Wie wird das Verschulden bei Vertragsverhandlungen nachgewiesen?
Der Nachweis des Verschuldens erfolgt grundsätzlich nach den allgemeinen zivilrechtlichen Beweisregeln. Der Geschädigte muss die Pflichtverletzung, den Schaden sowie die Kausalität zwischen Pflichtverletzung und Schaden beweisen. Den Nachweis eines Verschuldens (Vorsatz oder Fahrlässigkeit) muss grundsätzlich ebenfalls der Geschädigte führen. Allerdings gibt es für bestimmte Konstellationen Erleichterungen; so wird etwa bei Verletzung expliziter vorvertraglicher Aufklärungs- und Informationspflichten das Verschulden regelmäßig vermutet, und der Schädiger muss sich exkulpieren, d.h. darlegen und beweisen, dass ihn kein Verschulden trifft.
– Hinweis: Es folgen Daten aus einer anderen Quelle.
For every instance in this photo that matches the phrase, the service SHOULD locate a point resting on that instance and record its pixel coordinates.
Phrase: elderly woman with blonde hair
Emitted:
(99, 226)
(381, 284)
Welche Rechtsfolgen ergeben sich aus einer Pflichtverletzung bei Vertragsverhandlungen?
Kommt es zu einer Haftung aufgrund einer Pflichtverletzung bei Vertragsverhandlungen, ist der Schädiger grundsätzlich zum Ersatz des sogenannten negativen Interesses verpflichtet. Das bedeutet, er muss den Geschädigten so stellen, wie dieser stünde, wenn er niemals mit dem Vertragspartner verhandelt hätte. Dazu gehören insbesondere Aufwendungen, die im Vertrauen auf den Vertragsschluss gemacht wurden (vorbereitende Kosten, entgangene Alternativgeschäfte, etc.), jedoch grundsätzlich nicht Ersatz des entgangenen Gewinns aus dem nicht zustande gekommenen Vertrag (positives Interesse). Unter besonderen Umständen kann die Haftung jedoch weiterreichen, insbesondere wenn der Schädiger vorsätzlich oder arglistig gehandelt hat.
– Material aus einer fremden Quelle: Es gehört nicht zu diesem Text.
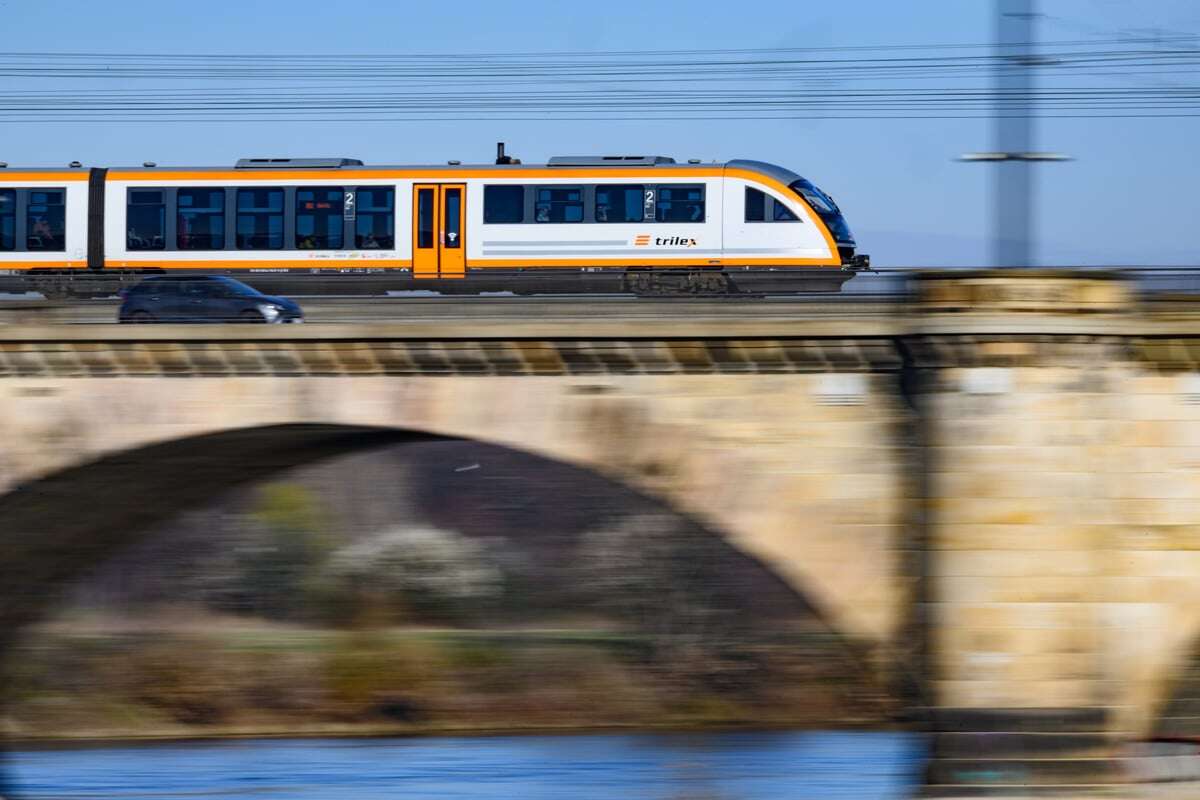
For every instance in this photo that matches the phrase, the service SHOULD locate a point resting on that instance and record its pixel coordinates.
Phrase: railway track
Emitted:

Gibt es eine Verjährung für Ansprüche aus Verschulden bei Vertragsverhandlungen?
Ansprüche aus Verschulden bei Vertragsverhandlungen (c.i.c.) verjähren in der Regel nach den allgemeinen Vorschriften gemäß §§ 195, 199 BGB. Die regelmäßige Verjährungsfrist beträgt drei Jahre und beginnt mit dem Schluss des Jahres, in dem der Anspruch entstanden ist und der Gläubiger von den anspruchsbegründenden Umständen und der Person des Schuldners Kenntnis erlangt oder ohne grobe Fahrlässigkeit hätte erlangen müssen. Für Fälle der Arglist kann eine längere Verjährungsfrist nach § 199 Abs. 3a BGB von zehn Jahren greifen.
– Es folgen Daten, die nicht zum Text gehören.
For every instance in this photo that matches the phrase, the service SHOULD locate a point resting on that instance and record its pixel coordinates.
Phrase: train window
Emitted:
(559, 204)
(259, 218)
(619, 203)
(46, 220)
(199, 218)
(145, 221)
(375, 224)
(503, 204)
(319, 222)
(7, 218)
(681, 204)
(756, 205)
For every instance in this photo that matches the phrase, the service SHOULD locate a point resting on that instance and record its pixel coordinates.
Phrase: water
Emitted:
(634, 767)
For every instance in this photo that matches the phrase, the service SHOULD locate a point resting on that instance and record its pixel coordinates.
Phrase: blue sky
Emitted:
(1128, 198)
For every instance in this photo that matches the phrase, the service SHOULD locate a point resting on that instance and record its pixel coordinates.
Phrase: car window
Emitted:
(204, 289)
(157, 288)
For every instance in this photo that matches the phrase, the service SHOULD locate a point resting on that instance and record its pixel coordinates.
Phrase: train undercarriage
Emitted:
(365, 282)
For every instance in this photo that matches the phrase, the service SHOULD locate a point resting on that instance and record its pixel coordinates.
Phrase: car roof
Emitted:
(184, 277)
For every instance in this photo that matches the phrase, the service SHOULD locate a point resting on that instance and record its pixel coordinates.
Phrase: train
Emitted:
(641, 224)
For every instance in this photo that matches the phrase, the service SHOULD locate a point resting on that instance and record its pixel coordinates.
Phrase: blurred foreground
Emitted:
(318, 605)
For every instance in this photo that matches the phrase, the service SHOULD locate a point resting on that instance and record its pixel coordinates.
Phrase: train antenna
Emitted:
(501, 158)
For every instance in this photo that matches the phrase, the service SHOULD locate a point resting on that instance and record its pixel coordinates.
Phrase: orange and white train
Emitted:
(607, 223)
Können Verschuldenspflichten bei Vertragsverhandlungen wirksam ausgeschlossen werden?
Grundsätzlich können die Parteien die Haftung für Verschulden bei Vertragsverhandlungen durch vertragliche Vereinbarungen beschränken oder ausschließen, sofern sie nicht gegen zwingende gesetzliche Bestimmungen oder gegen Treu und Glauben (§ 242 BGB) verstoßen. Ein umfassender Ausschluss, insbesondere für Fälle vorsätzlicher oder arglistiger Pflichtverletzungen, ist rechtlich jedoch weitgehend unwirksam (§ 276 Abs. 3 BGB). Auch im unternehmerischen Rechtsverkehr sind derartige Haftungsausschlüsse häufig geprüft und regelmäßig eingeschränkt zulässig, um einen angemessenen Interessenausgleich und Rechtsschutz sicherzustellen.